Posted on Facebook on 4 January 2018.

One of the 28 men I have included on the first map who carried either the name Wittenborn (in green) or Weißenborn (in red) in 1618, at the start of the Thirty Years' War, is Andreas Weißenborn. I have taken the data about Andreas and his descendants partly from Heritage and the remainder from open sources. The persons who have provided these data state that Andreas and his son Johannes were born in Nentershausen in about 1605 and 1630, respectively. The first hard data are however the marriage of Johannes and Ursula Lang in nearby Süß - see the second map - on 8 February 1658 and the baptism in Süß of their daughter Veronica on 10 December 1658.

Andreas Weißenborn was most likely alive in 1639. Nentershausen is currently part of Hessen. Andreas is however not mentioned in the transcription of the Hessische Mannschaftsregister of 1639 made by Hilmar Milbradt in 1959. A scan of this transcription can be found here.

Was Nentershausen part of Hessen in 1639? Politically yes, but in practice not yet. The family von Baumbach had lent Nentershausen and several neighbouring villages from the monastery Hersfeld at least since 1365, and held both the higher and lower jurisdiction. In 1578 the von Baumbachs were forced to yield the higher jurisdiction to Landgrave Wilhelm IV of Hesse-Kassel, who included Nentershausen politically within Amt Sontra.

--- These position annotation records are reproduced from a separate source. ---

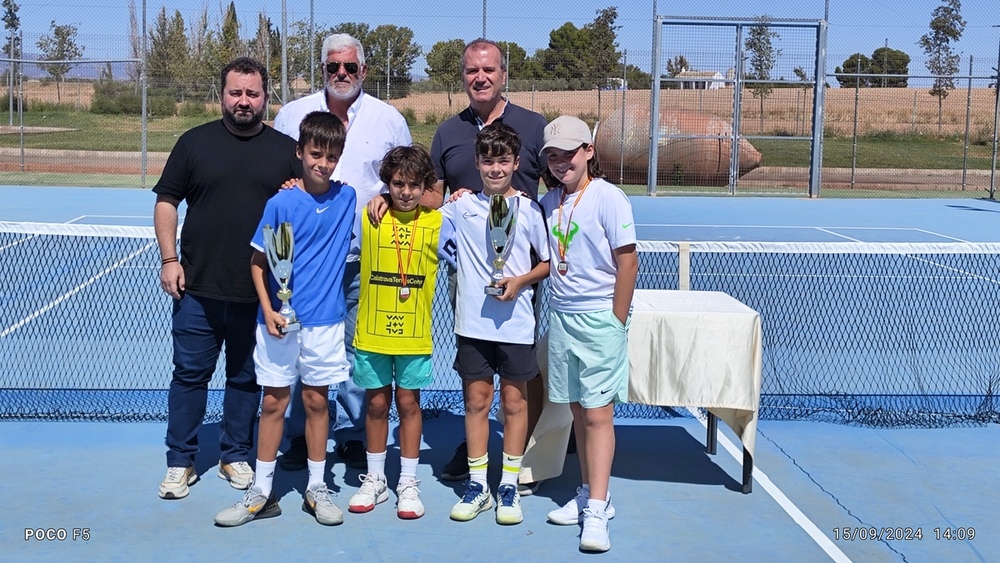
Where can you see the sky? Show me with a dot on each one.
(854, 26)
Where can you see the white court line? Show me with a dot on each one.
(807, 525)
(829, 232)
(74, 291)
(932, 233)
(30, 237)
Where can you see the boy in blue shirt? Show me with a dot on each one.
(322, 215)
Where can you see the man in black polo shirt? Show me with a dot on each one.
(225, 170)
(484, 74)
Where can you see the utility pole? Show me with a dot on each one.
(885, 61)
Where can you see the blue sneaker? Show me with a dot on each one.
(508, 505)
(475, 500)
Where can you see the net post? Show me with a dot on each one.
(684, 266)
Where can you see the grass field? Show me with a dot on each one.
(883, 150)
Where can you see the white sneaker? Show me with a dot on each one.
(508, 505)
(239, 474)
(571, 513)
(373, 491)
(408, 505)
(319, 502)
(175, 483)
(595, 531)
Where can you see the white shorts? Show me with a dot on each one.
(315, 355)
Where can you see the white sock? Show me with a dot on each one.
(317, 472)
(477, 470)
(511, 469)
(408, 469)
(264, 476)
(597, 506)
(376, 464)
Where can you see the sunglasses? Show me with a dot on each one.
(334, 68)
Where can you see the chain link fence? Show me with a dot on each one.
(85, 129)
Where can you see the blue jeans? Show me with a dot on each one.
(200, 327)
(349, 423)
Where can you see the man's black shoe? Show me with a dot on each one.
(458, 468)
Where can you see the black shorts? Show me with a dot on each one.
(480, 359)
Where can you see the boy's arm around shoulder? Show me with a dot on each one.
(628, 268)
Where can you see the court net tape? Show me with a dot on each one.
(886, 335)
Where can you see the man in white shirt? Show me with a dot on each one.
(373, 127)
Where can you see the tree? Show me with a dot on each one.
(602, 57)
(855, 64)
(444, 62)
(227, 44)
(60, 46)
(946, 25)
(886, 60)
(675, 66)
(168, 50)
(763, 56)
(390, 54)
(134, 41)
(201, 72)
(636, 77)
(11, 23)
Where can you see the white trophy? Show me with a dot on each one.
(280, 249)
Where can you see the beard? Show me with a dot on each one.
(344, 95)
(242, 121)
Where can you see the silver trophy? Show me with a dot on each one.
(500, 225)
(280, 249)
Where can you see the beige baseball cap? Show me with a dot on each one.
(566, 133)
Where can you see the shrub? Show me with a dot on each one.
(191, 108)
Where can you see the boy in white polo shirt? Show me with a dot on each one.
(322, 215)
(496, 231)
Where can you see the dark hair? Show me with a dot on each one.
(325, 130)
(593, 170)
(497, 139)
(244, 65)
(478, 43)
(411, 162)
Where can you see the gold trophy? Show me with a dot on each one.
(500, 225)
(280, 249)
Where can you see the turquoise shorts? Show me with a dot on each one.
(373, 370)
(588, 358)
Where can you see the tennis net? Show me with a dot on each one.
(870, 334)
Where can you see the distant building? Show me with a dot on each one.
(701, 80)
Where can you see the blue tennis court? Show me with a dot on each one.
(863, 489)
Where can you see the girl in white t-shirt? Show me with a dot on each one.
(594, 265)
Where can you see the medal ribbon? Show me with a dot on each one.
(563, 241)
(395, 239)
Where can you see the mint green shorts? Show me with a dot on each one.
(373, 370)
(588, 358)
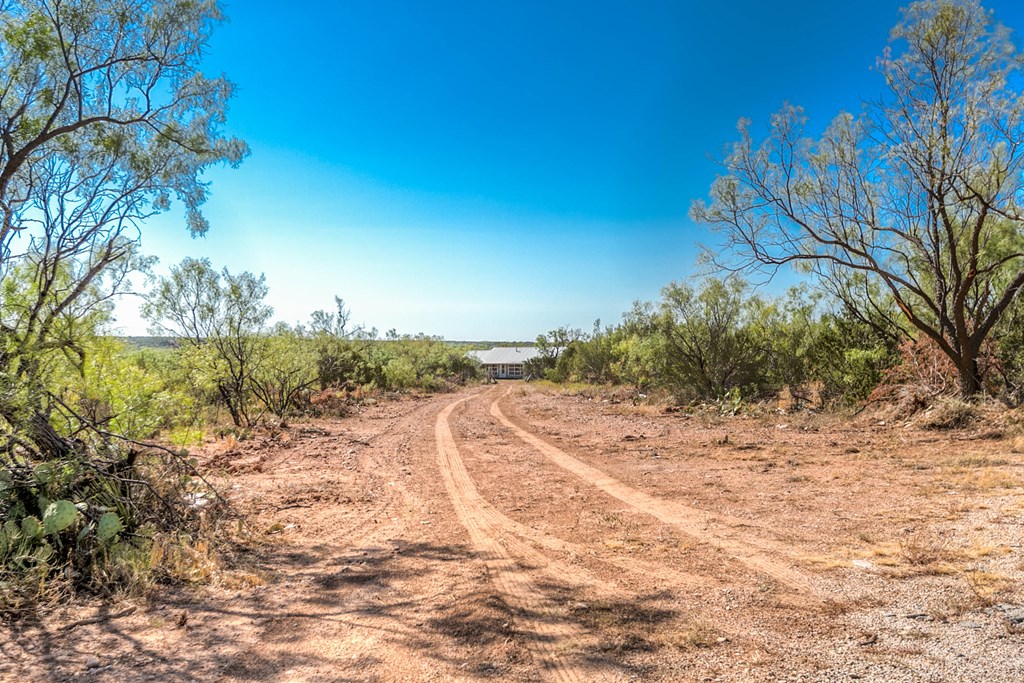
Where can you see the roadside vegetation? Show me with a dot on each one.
(108, 121)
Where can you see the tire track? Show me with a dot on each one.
(697, 523)
(535, 609)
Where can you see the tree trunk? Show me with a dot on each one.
(39, 431)
(970, 374)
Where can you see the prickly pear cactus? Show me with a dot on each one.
(32, 528)
(58, 516)
(109, 526)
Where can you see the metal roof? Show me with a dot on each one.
(505, 354)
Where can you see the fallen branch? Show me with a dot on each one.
(98, 620)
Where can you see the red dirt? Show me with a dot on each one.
(511, 534)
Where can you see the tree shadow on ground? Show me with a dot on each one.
(259, 635)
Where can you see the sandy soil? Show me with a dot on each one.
(509, 534)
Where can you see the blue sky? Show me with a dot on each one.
(493, 170)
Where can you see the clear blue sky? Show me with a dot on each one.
(492, 170)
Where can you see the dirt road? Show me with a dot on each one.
(509, 534)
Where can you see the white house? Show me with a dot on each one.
(505, 363)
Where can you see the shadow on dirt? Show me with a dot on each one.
(344, 595)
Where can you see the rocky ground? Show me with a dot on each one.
(519, 535)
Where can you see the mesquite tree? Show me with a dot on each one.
(104, 119)
(918, 199)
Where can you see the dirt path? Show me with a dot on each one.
(719, 530)
(551, 634)
(521, 536)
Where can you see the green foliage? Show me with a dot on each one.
(107, 118)
(913, 202)
(222, 317)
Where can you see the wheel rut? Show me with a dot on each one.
(536, 612)
(715, 529)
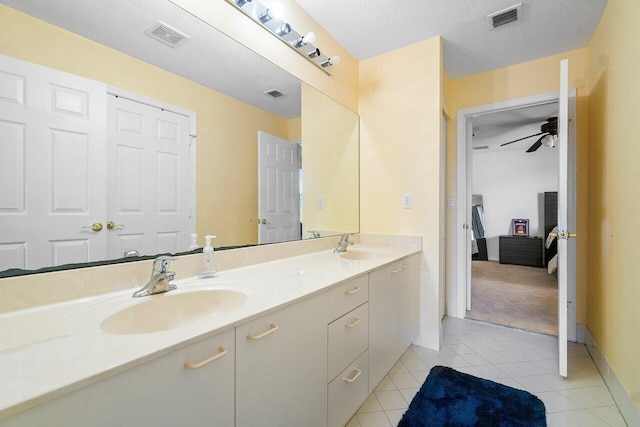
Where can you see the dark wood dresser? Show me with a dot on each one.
(521, 251)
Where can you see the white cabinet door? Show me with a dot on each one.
(162, 392)
(409, 303)
(281, 367)
(383, 322)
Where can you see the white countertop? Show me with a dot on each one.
(51, 350)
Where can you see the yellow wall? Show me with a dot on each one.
(226, 128)
(522, 80)
(400, 113)
(330, 165)
(614, 191)
(342, 85)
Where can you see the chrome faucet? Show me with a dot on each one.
(160, 278)
(343, 243)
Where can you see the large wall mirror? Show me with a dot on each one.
(225, 85)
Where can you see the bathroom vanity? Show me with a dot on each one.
(303, 342)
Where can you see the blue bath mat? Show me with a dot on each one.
(451, 398)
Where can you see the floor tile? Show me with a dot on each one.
(391, 400)
(373, 419)
(394, 416)
(523, 360)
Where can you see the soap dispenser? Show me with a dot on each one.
(208, 264)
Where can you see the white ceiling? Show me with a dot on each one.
(367, 28)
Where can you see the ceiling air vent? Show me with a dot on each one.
(166, 34)
(274, 92)
(506, 16)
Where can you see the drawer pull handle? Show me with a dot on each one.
(222, 352)
(355, 377)
(354, 324)
(274, 328)
(354, 290)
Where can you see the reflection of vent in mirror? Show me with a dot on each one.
(166, 34)
(506, 16)
(274, 92)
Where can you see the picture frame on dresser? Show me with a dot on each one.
(520, 227)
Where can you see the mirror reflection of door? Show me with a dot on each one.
(278, 189)
(478, 231)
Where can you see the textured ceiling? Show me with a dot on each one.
(210, 58)
(367, 28)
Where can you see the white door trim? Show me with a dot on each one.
(457, 302)
(122, 93)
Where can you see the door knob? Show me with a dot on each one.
(111, 225)
(96, 226)
(563, 234)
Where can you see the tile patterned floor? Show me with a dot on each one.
(519, 359)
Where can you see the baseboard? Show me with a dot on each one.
(581, 333)
(429, 338)
(628, 409)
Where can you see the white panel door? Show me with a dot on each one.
(149, 176)
(279, 189)
(52, 166)
(565, 213)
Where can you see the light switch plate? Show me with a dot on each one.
(406, 201)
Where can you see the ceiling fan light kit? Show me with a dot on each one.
(549, 138)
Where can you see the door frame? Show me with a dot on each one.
(141, 99)
(457, 305)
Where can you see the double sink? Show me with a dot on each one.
(124, 315)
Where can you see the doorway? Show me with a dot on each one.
(512, 175)
(463, 288)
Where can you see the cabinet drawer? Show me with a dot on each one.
(347, 296)
(348, 338)
(348, 391)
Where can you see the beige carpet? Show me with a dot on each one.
(514, 295)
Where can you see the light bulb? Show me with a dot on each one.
(277, 11)
(308, 38)
(334, 60)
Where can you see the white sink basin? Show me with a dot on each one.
(362, 254)
(166, 311)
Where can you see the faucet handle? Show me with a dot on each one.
(161, 264)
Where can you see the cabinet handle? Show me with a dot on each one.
(274, 328)
(355, 377)
(354, 324)
(222, 352)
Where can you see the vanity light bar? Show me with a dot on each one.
(303, 44)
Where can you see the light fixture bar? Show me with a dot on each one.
(303, 44)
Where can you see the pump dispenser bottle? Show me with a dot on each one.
(208, 264)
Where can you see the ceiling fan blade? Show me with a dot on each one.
(536, 144)
(516, 140)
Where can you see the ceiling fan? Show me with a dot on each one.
(549, 132)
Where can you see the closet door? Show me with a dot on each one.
(52, 167)
(149, 179)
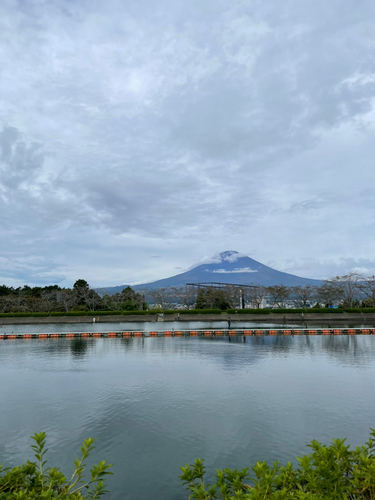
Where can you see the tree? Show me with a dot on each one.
(79, 284)
(186, 295)
(161, 297)
(367, 286)
(348, 285)
(212, 298)
(91, 299)
(304, 293)
(69, 299)
(279, 294)
(329, 293)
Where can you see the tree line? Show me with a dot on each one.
(348, 291)
(81, 297)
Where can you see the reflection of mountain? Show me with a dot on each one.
(227, 267)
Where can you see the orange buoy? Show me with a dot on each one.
(310, 332)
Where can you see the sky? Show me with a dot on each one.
(140, 138)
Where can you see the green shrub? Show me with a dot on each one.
(33, 481)
(331, 472)
(199, 311)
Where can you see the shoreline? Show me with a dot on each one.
(170, 318)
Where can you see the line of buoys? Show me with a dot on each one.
(193, 333)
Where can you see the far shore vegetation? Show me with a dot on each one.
(349, 293)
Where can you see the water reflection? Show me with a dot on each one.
(155, 403)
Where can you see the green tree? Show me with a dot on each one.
(33, 481)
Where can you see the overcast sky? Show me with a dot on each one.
(138, 138)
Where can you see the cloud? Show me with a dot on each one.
(135, 129)
(235, 270)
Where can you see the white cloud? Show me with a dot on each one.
(236, 270)
(176, 129)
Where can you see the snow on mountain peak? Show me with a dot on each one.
(230, 256)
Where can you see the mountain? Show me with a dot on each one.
(227, 267)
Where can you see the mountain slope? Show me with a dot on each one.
(227, 267)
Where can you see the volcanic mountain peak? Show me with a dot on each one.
(227, 267)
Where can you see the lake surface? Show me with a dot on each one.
(156, 403)
(148, 326)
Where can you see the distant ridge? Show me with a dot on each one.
(227, 267)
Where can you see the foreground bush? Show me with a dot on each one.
(33, 481)
(329, 472)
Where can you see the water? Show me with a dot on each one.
(156, 403)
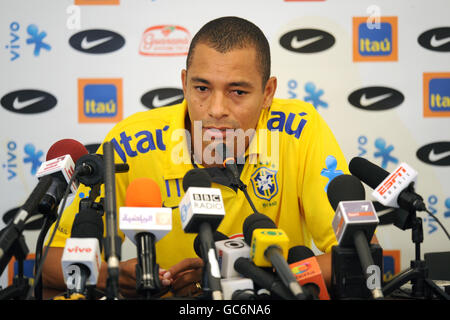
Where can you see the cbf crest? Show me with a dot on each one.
(264, 182)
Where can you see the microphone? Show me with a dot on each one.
(80, 264)
(238, 289)
(229, 163)
(306, 269)
(394, 189)
(15, 227)
(91, 169)
(269, 247)
(262, 278)
(201, 211)
(144, 221)
(60, 165)
(112, 240)
(354, 223)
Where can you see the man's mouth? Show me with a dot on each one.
(216, 132)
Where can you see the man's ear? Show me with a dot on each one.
(184, 80)
(269, 91)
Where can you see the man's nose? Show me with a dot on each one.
(218, 106)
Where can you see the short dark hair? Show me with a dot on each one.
(227, 33)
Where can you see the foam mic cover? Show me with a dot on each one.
(66, 146)
(306, 269)
(218, 236)
(256, 221)
(367, 172)
(196, 178)
(345, 187)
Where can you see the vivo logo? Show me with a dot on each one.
(78, 249)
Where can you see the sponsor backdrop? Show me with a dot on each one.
(377, 71)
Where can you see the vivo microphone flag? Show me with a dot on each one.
(81, 252)
(63, 165)
(388, 191)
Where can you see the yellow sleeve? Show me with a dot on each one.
(323, 160)
(67, 218)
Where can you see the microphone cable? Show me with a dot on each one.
(44, 256)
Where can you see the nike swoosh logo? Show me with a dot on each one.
(438, 43)
(156, 102)
(86, 44)
(297, 44)
(365, 102)
(18, 105)
(434, 157)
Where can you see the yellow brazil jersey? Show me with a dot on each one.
(292, 158)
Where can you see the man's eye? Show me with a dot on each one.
(240, 92)
(201, 88)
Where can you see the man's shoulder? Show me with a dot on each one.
(151, 119)
(291, 106)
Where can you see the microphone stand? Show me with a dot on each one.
(417, 273)
(48, 221)
(20, 286)
(112, 241)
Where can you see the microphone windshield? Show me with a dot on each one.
(256, 221)
(299, 253)
(367, 172)
(218, 236)
(66, 146)
(221, 151)
(196, 178)
(345, 187)
(143, 192)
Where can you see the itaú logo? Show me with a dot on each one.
(78, 249)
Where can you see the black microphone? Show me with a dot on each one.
(15, 227)
(229, 162)
(394, 189)
(354, 222)
(217, 236)
(269, 248)
(112, 241)
(201, 211)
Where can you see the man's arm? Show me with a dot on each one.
(53, 279)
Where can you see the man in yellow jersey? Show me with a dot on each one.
(286, 155)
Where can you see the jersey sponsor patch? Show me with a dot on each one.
(264, 182)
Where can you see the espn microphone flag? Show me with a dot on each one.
(199, 205)
(388, 191)
(357, 215)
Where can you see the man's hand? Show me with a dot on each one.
(184, 277)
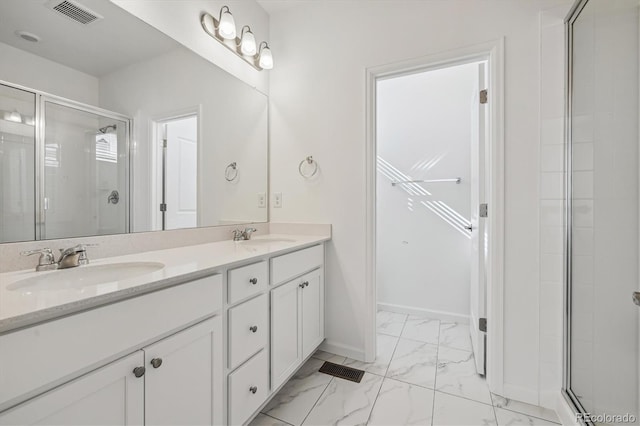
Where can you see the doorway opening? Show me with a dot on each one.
(429, 141)
(434, 212)
(177, 172)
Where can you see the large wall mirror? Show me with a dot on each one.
(108, 126)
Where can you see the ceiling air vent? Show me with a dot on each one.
(74, 11)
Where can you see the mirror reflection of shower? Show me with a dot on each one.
(105, 129)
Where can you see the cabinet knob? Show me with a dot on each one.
(139, 371)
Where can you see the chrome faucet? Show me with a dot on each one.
(239, 235)
(73, 256)
(69, 258)
(46, 262)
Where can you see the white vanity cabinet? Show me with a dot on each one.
(109, 395)
(297, 311)
(131, 391)
(181, 371)
(138, 361)
(184, 354)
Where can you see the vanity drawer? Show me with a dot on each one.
(293, 264)
(247, 280)
(248, 329)
(248, 388)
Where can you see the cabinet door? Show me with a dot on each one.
(285, 331)
(312, 312)
(181, 374)
(111, 395)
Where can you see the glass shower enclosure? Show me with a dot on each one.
(602, 355)
(65, 168)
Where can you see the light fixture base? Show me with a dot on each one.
(210, 24)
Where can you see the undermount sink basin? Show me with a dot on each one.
(85, 276)
(265, 241)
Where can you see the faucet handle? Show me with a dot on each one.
(46, 260)
(247, 233)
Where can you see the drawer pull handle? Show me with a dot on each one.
(139, 371)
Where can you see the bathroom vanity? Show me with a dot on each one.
(202, 334)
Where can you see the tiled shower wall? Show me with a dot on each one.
(552, 178)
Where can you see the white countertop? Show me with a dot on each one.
(25, 306)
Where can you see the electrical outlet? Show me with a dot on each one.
(277, 200)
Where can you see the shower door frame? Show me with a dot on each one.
(567, 392)
(39, 149)
(569, 396)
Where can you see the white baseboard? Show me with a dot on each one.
(441, 315)
(521, 394)
(565, 412)
(549, 399)
(342, 350)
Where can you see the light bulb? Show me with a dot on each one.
(266, 59)
(226, 25)
(248, 42)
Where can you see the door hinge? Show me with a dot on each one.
(482, 324)
(484, 95)
(484, 210)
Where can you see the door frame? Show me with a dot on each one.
(157, 155)
(493, 53)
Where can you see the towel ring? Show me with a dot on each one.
(231, 172)
(308, 160)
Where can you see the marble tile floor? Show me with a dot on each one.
(424, 374)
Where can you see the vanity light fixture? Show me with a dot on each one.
(223, 30)
(247, 41)
(13, 116)
(265, 59)
(226, 24)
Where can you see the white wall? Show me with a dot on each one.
(318, 108)
(424, 132)
(180, 19)
(26, 69)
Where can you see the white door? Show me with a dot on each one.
(479, 129)
(285, 331)
(111, 395)
(312, 312)
(181, 173)
(180, 377)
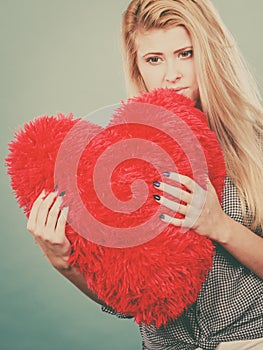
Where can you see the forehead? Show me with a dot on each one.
(163, 40)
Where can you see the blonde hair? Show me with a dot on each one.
(228, 94)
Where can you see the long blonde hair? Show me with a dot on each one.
(229, 96)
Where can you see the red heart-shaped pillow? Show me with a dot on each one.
(134, 262)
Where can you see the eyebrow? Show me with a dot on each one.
(175, 52)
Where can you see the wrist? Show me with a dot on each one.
(223, 236)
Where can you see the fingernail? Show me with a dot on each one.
(166, 173)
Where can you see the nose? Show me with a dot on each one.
(173, 72)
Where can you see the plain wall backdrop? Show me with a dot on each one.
(65, 56)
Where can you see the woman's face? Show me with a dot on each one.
(165, 60)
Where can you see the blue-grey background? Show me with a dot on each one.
(64, 55)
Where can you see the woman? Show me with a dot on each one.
(183, 45)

The von Baumbachs kept the lower jurisdiction until 1806. Meanwhile the monastery Hersfeld became the princedom Hersfeld at the death of abbot Joachim Röll in 1606, as he had nominated prince Otto von Hessen, grandson of Wilhelm IV, as administrator of the abbey and hence effectively as his successor. When Otto died in 1617, at the tender age of 22, the princedom Hersfeld and the title legally fell to the house Hesse-Kassel. However, this was sanctioned only in 1648, after the Thirty Years' War.

If Andreas and his son Johannes lived in Nentershausen in 1639, they were in a factual no-mans land. They may however have lived in nearby Süß, which was firmly part of Thüringen until 1733, when Landgrave Friedrich von Hessen dropped his claims on Amt Hausbreitenbach and received among others this village as compensation. They would have been better off in Süß: Thüringen suffered much less in the Thirty Years' War than Hessen, as it was predominantly Lutheran while Hessen was predominantly Calvinist. The Calvinists were disliked by all other parties, while the Lutherans got along quite well with most other parties.

Why are Andreas and Johannes and the village of Süß of interest? Because it seems that, apart from a few missing links, Andreas and Johannes are forebears and Süß the ancestral village of a family tree of some 150 persons, with major branches in Hazleton in Luzerne County, Pennsylvania and Iba in Hesse-Kassel. Both branches very likely have descendants in the present time.

I may add that the data about Andreas and his descendants took me well above the 9000th entry in my database. If my estimate of 10,000 Wittenborns and Weis(s)enborns c.q. Weißenborns from 1600 to the present day holds good, there are only some 1000 more persons to find and my research is already 90% done. Once this project is finished and published, I will miss it dearly.